Professor Gigi Johnson of the UCLA Herb Alpert School of Music and host of the Innovating Music podcast says the new quarantine reality is rapidly changing the music industry on numerous fronts. The first and most obvious change regards performance venues. Virtual concerts and drive-in concerts—such as those happening in European countries—are the new normal. The “tremendous consumption of online content” is “creating new ways for musicians to connect with fans and audiences often without an intermediary,” Johnson says. This can actually increase artists’ branding, sales, and exposure in ways they may not otherwise have achieved simply by playing live gigs.
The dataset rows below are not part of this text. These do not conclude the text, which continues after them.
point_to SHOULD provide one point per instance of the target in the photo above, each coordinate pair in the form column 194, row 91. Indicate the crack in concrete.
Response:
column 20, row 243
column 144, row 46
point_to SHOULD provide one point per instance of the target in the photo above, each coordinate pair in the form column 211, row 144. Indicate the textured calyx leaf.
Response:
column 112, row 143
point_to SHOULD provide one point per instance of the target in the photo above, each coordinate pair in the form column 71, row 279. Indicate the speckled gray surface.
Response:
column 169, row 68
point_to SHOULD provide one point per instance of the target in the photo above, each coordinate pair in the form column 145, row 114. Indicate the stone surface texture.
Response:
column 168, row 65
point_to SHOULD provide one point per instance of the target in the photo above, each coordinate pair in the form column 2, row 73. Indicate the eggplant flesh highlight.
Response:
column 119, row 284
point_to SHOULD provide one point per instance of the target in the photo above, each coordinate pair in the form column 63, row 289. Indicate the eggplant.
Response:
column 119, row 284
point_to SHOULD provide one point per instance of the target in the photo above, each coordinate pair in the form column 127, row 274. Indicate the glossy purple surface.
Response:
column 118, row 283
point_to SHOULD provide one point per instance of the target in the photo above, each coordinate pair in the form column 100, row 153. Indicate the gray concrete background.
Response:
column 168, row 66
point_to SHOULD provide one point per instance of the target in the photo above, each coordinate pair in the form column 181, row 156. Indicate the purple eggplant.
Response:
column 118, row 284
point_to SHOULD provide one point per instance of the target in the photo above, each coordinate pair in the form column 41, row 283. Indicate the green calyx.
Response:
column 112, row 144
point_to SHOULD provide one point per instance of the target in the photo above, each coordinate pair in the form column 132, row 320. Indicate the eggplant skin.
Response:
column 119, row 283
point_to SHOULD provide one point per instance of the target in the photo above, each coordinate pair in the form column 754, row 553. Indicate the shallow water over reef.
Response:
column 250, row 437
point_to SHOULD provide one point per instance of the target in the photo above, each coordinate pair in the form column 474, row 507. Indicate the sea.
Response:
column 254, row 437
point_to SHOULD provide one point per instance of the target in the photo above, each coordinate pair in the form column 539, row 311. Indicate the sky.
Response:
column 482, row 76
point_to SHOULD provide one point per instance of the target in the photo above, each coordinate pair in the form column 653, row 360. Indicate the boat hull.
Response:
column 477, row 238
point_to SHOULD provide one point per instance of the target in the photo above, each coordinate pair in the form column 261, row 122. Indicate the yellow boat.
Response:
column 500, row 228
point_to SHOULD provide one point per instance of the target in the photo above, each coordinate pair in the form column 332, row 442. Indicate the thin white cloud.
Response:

However, the new question now is not just when will we go back to live performances, but what will consumers want to do when we can go back? Will outdoor performances become more prevalent because the risk of coronavirus exposure is less than in indoor settings, or will virtual performances be a greater draw because that has become the norm?
Johnson says she also sees union organizing increasing, especially in European countries, during this time of pandemic because the “really important question” currently for creators is: How do I have a voice in this new environment? She says numerous organizations are now “stepping up” to better serve their members with online availability, training, and community access. This is also leading to a massive transformation of music education in terms of how music is taught, what size and type of audience can be reached, and how to manage online teaching as a growing revenue stream.
Johnson’s advice to musicians during this time is to 1) focus on your mental and physical health, which may necessitate a reconfiguration of your creative processes; 2) reevaluate your skills and don’t be afraid to pick up new ones, especially technological skills, now that so much of music and performance is online; and 3) realize that people are at home and are therefore immensely more reachable. Invest in your “ecosystems”— it’s more important than ever to stay in touch with your colleagues and peers, and thereby expand your audience through artist cooperation and collaboration.